The guard had his own slate out now. He poked at it frantically. Probably tapping into the HocNets for news from people at the pitch.
Not my problem,
Nigel reminded himself, and focused once again. Hardly anyone used mechanical locks like this anymore. The manager of the hotel probably thought this worked to his advantage. Nigel readied his usual diatribe against the flawed theory of “security through obscurity” as he rolled the wheel slowly to the right. Each second or so the model on the screen updated. Being able to see the interior of the lock made cracking it something even a child could do. He rolled the tumbler until the notch on wheel one caught that of wheel two, then went clockwise until he had wheels three and four.
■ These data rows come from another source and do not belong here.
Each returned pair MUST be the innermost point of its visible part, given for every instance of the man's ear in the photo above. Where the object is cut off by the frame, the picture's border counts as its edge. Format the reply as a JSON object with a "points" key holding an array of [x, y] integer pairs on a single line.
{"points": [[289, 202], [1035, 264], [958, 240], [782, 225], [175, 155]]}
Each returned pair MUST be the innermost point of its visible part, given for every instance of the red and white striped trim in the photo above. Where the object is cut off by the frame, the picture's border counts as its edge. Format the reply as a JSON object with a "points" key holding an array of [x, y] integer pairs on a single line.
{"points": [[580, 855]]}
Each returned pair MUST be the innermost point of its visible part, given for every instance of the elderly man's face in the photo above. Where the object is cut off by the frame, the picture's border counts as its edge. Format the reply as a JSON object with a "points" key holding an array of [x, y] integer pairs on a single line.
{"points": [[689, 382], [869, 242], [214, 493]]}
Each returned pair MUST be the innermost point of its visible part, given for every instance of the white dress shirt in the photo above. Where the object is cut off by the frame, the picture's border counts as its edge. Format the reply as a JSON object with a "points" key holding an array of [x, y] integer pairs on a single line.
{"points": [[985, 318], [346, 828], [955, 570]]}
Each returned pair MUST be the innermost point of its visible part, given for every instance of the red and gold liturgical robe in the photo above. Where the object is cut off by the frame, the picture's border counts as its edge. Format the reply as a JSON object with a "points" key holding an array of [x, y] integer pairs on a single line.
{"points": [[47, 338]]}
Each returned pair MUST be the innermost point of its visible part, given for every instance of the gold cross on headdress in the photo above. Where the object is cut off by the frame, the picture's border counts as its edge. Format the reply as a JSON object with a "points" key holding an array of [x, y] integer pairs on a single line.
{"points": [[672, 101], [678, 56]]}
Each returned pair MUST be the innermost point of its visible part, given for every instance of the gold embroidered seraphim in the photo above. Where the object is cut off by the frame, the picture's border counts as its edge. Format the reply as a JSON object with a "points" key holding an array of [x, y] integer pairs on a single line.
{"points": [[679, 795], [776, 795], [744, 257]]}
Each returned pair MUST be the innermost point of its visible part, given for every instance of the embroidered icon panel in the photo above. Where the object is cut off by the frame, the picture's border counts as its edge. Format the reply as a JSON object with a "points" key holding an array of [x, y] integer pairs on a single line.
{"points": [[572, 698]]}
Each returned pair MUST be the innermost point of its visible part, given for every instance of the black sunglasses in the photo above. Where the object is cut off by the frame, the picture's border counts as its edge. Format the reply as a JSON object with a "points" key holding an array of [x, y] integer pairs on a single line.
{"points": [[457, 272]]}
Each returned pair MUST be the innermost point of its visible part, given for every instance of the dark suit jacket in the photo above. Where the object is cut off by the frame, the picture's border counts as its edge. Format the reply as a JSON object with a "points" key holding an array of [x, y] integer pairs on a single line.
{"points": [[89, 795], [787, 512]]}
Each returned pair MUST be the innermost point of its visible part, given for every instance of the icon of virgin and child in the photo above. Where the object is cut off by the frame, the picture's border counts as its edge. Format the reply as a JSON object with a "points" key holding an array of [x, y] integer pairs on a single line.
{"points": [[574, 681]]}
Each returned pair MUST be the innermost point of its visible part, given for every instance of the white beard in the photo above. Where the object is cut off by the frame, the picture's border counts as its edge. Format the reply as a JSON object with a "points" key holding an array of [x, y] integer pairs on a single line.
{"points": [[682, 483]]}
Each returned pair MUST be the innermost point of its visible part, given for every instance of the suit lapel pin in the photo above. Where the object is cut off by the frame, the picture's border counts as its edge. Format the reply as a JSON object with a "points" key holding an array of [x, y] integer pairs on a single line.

The fence fell into place then. Silently. He doubted even with an earpiece he could have heard it. And that was a good thing. He didn’t want the guard to turn around expectantly. Nigel tapped in the combination
on his slate, then inserted a different syringe into the lock. A new signal coursed through the foam, forcing it to slacken. Nigel pulled the plunger back and sucked the modeling fluid out. Vaguely he wondered what the guard would make of the slurping sound. He glanced the man’s way just to make sure he wasn’t looking, but he was too busy with his slate. “Anything on the Hocs?”